Have you heard the term alphabetic principle? It simply means that your child can name letters. This important skill is being tested more and more as children enter school. While we are not big fans of testing, we do recognize that children show a curiosity for those “mysterious” symbols on the page. That’s the reason for your preschooler to learn letter names – not because of testing (at least in our opinion). And what better letters to begin with than those in a child’s name!
We like to show children their name in print. Together point to the name and say, “This word is your name.” Run your finger under the name in a continuous motion while you say the name together.
Next say, “These are the letters in your name.” Point to the individual letters.
|Children are eager to learn when the material has a personal connection.
Finally point to each letter and say, “This is a B. This is an e,” and so on. You can even make up a funny song or sing-song chant with the letters and sing/say it while walking, riding in the car, or preparing food. Anytime is learning time as long as it’s fun!

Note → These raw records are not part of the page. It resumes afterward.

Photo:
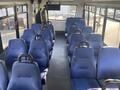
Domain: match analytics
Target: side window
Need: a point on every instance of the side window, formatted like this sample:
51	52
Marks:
65	12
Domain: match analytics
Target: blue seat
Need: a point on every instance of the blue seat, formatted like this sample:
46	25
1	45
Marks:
108	65
83	63
95	41
87	30
46	34
83	69
73	41
15	48
3	77
28	35
51	28
38	49
84	84
36	28
25	76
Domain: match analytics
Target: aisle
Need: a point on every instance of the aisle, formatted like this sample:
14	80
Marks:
59	75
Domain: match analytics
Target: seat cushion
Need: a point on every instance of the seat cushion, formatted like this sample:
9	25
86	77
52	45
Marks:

To reinforce the letters in a child’s name, write the letters on paper plates or pieces of paper. Have your child throw a ball, beanbag, or other small object at the letter as he/she says the letter name. When your child is comfortable with this, you call out a letter and have the child throw the object at the correct letter.
|Encourage your child to find letters as you say them.
You can also take this game outside by writing the letters with chalk on the pavement. Have the child find letters in his or her name or jump from letter to letter! Make it fun and remember to use "outdoor voices!"
|Help children find their special letters - those in their name!
Do you have magnetic letters? Ask your child to find the letters in his/her name and put them on the refrigerator, cookie sheet, or board. In a role-reversal, let your child “play teacher” and point to the letter while asking you its name. Have fun by making mistakes and let your child correct you!
|Encourage your child to "play teacher." This different "avenue" for naming letters helps children check their own understanding.
Put old newspaper or advertising circulars to work by having children find the letters in their names in printed material. They can point to the letters and say them or circle letters.
|Use junk mail as learning material!
See how fun and easy alphabetic principle can be! Your child will think of "Alphabetic Principle" as a game and may begin naming letters everywhere.
|This child started impressing his parents by naming letters on the menu!